Preferably the comparison of identified features in the video image data and/or other sensor data from different video camera(s) and/or sensor(s) in the array takes into account the scale and rotation of the identified features, e.g. owing to an identified feature appearing differently depending on the relative location of the video camera(s) and/or sensor(s).
The matching of identified features in the video image data and/or other sensor data is preferably performed for the video image data and/or other sensor data from one or more pairs of video camera(s) and/or sensor(s) in the array. Matched features (e.g. that pass the threshold applied to the metric) are deemed a pair (and the data flagged or stored as such). Identified features that are not matched, or are matched with two or more other identified features, may be stored for later use.

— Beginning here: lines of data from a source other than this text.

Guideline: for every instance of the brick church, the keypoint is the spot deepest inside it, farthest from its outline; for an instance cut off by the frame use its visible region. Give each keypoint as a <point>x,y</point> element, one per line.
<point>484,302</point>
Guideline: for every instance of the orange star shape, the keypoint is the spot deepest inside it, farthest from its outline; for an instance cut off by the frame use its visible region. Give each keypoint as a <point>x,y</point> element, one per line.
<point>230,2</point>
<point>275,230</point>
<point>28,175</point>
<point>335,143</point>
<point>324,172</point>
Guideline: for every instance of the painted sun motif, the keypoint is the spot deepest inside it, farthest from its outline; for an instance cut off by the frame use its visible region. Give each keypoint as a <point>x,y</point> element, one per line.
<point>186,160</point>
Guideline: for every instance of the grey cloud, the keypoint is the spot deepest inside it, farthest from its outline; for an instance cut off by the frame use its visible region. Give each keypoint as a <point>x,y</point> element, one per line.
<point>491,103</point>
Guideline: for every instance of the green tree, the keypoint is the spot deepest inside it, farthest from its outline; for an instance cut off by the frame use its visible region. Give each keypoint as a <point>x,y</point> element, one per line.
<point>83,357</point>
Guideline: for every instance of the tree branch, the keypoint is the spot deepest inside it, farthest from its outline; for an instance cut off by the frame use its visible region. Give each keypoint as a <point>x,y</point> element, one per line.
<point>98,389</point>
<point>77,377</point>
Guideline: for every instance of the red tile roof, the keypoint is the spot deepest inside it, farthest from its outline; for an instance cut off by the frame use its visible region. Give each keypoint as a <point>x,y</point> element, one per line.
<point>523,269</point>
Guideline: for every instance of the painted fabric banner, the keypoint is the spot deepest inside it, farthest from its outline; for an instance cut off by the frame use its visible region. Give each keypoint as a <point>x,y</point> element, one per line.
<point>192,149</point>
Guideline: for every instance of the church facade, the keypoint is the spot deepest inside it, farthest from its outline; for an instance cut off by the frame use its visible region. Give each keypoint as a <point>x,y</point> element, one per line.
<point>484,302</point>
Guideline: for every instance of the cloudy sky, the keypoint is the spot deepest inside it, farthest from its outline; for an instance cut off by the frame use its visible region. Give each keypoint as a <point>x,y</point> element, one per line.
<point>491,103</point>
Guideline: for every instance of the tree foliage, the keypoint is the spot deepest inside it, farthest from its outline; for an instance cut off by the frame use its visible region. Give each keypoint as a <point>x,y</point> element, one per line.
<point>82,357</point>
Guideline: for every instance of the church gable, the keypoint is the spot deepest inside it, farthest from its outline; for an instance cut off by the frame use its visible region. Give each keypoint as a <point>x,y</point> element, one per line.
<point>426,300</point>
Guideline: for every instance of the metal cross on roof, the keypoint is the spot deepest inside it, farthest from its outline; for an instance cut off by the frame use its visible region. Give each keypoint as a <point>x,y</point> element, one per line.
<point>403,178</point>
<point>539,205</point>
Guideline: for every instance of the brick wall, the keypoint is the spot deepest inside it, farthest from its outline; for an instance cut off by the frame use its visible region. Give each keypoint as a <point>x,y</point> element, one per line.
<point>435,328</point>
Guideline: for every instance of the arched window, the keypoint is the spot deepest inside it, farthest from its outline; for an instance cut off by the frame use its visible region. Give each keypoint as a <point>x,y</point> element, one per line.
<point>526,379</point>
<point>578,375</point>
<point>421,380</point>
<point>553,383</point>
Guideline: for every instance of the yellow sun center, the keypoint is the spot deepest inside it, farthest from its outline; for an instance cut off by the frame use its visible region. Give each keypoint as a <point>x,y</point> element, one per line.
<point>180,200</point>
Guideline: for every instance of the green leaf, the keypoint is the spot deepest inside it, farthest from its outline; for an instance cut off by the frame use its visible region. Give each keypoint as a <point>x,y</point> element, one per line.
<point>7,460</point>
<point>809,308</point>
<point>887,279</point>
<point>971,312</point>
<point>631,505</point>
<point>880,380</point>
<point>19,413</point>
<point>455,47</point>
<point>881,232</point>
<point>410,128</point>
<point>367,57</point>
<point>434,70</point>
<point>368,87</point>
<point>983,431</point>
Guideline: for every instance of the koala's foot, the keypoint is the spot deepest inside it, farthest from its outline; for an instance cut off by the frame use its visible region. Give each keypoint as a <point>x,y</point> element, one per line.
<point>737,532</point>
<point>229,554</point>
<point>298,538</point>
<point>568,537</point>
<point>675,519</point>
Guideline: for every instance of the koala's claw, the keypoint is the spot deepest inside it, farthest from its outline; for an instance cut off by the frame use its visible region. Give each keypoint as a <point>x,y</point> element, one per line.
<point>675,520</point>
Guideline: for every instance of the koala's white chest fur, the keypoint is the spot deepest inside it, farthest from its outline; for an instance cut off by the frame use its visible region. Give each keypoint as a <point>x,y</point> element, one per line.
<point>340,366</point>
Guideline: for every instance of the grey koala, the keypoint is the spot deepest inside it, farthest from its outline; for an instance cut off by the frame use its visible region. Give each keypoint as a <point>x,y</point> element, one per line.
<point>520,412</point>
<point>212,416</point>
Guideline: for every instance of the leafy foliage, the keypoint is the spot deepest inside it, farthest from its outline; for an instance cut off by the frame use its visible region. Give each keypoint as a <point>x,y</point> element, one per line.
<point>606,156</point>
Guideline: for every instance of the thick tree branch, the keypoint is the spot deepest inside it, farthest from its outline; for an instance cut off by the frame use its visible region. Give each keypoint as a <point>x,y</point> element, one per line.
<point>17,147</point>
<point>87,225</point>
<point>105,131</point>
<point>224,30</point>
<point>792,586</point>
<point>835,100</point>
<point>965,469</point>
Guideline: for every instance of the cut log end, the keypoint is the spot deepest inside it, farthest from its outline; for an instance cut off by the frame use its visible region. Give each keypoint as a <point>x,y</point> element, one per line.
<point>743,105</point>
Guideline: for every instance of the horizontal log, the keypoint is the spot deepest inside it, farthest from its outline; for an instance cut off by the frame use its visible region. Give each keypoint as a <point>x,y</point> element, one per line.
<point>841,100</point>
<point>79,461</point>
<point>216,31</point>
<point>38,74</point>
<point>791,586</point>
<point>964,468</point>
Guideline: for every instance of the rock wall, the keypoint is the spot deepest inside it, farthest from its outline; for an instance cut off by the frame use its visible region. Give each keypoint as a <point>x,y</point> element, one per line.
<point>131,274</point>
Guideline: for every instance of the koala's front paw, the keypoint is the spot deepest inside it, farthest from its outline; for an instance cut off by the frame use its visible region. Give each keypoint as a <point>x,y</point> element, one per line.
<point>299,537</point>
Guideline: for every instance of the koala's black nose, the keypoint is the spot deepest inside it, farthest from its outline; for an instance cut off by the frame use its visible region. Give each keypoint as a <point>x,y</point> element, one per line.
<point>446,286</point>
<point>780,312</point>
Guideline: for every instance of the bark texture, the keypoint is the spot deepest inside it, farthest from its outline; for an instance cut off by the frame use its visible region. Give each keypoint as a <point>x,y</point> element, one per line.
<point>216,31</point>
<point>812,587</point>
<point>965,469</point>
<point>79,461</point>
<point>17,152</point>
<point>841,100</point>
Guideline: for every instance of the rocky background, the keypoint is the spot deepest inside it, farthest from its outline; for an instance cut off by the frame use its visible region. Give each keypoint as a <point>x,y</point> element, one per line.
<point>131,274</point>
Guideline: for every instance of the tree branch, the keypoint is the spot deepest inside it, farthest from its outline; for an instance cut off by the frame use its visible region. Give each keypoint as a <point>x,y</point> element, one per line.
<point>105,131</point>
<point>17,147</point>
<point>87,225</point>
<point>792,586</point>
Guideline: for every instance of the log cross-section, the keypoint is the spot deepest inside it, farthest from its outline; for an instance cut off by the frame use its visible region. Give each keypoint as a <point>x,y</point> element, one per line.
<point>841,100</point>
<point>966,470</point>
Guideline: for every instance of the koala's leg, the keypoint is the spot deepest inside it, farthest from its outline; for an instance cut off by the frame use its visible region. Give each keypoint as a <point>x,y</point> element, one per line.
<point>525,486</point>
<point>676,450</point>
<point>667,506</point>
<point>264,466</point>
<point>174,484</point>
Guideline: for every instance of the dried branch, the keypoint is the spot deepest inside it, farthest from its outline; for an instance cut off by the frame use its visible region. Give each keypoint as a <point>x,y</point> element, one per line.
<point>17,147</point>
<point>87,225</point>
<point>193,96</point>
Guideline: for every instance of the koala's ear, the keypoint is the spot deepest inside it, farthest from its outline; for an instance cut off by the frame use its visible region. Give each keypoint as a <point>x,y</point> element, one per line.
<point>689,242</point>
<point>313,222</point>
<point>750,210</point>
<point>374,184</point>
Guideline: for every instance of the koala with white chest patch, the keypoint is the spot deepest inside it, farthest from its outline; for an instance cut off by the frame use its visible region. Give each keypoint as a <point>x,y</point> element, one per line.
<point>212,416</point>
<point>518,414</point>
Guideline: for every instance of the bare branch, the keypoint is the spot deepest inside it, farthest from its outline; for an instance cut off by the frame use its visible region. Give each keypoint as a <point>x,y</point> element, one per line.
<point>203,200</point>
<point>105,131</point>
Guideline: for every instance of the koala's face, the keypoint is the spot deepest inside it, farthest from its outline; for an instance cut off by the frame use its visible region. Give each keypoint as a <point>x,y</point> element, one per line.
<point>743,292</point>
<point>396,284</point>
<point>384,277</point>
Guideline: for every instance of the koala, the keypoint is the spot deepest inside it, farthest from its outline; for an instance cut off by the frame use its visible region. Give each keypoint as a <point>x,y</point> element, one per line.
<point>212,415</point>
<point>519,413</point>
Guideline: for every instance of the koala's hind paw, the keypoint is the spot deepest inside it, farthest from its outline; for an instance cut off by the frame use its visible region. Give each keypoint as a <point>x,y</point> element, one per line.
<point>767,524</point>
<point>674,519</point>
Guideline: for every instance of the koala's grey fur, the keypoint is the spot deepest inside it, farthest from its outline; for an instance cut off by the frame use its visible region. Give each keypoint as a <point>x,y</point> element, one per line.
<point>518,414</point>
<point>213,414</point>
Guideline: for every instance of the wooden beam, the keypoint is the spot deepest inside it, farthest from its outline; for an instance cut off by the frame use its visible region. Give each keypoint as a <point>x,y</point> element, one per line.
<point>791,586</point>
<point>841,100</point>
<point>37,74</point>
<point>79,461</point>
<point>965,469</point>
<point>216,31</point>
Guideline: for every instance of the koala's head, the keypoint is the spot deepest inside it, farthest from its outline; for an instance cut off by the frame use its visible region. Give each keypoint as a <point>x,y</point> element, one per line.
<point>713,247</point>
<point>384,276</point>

At this stage, preferably a depth map, a 3D point cloud, a 3D mesh or a depth buffer is created for each pair of video camera(s) and/or sensor(s) in the array, e.g. between which identified feature(s) have been matched, for storing the (e.g. depth component of the) determined three-dimensional position(s) of the identified and matched feature(s). As outlined above, preferably the depth component of the three-dimensional position(s) of the identified and matched feature(s) is determined by determining the displacement between (e.g. by triangulating the positions of) the features using the video image data and/or the other sensor data from the array of video camera(s) and/or sensor(s).